What is the reason why we cannot always use a HashMap, even though it is much more efficient than ArrayList or LinkedList in add,remove operations, also irrespective of the number of the elements.
I googled it and found some reasons, but there was always a workaround for using HashMap, with advantages still alive.

Lists represent a sequential ordering of elements.
Maps are used to represent a collection of key / value pairs.
While you could use a map as a list, there are some definite downsides of doing so.
Maintaining order:
A list by definition is ordered. You add items and then you are able to iterate back through the list in the order that you inserted the items. When you add items to a HashMap, you are not guaranteed to retrieve the items in the same order you put them in. There are subclasses of HashMap like LinkedHashMap that will maintain the order, but in general order is not guaranteed with a Map.
Key/Value semantics:
The purpose of a map is to store items based on a key that can be used to retrieve the item at a later point.
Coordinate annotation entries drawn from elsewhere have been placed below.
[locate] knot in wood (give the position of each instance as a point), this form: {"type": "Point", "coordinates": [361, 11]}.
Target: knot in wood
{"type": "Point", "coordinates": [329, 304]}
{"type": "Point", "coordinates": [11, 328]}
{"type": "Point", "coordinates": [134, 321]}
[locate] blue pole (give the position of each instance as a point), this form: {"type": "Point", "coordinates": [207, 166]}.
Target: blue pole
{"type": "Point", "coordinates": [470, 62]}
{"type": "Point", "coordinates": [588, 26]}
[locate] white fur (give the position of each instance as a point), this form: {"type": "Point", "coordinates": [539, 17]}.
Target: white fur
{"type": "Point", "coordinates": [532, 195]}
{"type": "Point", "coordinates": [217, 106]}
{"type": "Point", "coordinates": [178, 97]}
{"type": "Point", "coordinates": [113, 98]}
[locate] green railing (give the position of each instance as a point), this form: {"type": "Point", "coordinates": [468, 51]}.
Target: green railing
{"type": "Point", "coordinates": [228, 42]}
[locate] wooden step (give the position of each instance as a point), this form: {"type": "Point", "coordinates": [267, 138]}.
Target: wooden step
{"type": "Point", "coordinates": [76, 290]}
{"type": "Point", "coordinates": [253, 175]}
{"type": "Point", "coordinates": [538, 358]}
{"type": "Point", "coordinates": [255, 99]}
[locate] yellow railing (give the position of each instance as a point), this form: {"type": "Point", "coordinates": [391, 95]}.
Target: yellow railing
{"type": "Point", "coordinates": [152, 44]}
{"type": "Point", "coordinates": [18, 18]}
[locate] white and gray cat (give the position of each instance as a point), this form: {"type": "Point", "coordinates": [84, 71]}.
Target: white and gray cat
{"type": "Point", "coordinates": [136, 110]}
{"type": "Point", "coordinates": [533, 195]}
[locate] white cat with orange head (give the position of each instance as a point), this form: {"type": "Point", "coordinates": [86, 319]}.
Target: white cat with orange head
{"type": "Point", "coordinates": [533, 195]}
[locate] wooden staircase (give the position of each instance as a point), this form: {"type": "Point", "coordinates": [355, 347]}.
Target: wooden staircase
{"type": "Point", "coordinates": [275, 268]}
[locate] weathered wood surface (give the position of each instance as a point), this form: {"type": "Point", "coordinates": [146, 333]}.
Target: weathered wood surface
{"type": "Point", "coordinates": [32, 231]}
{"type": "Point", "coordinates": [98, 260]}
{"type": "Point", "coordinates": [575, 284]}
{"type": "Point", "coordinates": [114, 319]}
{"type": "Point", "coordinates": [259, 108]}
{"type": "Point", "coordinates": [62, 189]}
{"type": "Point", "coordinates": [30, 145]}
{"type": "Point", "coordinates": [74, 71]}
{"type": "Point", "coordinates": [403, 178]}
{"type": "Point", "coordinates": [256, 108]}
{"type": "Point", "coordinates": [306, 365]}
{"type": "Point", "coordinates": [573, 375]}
Similar functionality can only be achieved with a list in the limited case where the key happens to be the position in the list.
Code readability
Consider the following examples.
// Adding to a List
list.add(myObject); // adds to the end of the list
map.put(myKey, myObject); // sure, you can do this, but what is myKey?
map.put("1", myObject); // you could use the position as a key but why?
// Iterating through the items
for (Object o : myList) // nice and easy
for (Object o : myMap.values()) // more code and the order is not guaranteed
Collection functionality
Some great utility functions are available for lists via the Collections class. For example ...
// Randomize the list
Collections.shuffle(myList);
// Sort the list
Collections.sort(myList, myComparator);

Lists and Maps are different data structures. Maps are used for when you want to associate a key with a value and Lists are an ordered collection.
Map is an interface in the Java Collection Framework and a HashMap is one implementation of the Map interface. HashMap are efficient for locating a value based on a key and inserting and deleting values based on a key. The entries of a HashMap are not ordered.
ArrayList and LinkedList are an implementation of the List interface. LinkedList provides sequential access and is generally more efficient at inserting and deleting elements in the list, however, it is it less efficient at accessing elements in a list. ArrayList provides random access and is more efficient at accessing elements but is generally slower at inserting and deleting elements.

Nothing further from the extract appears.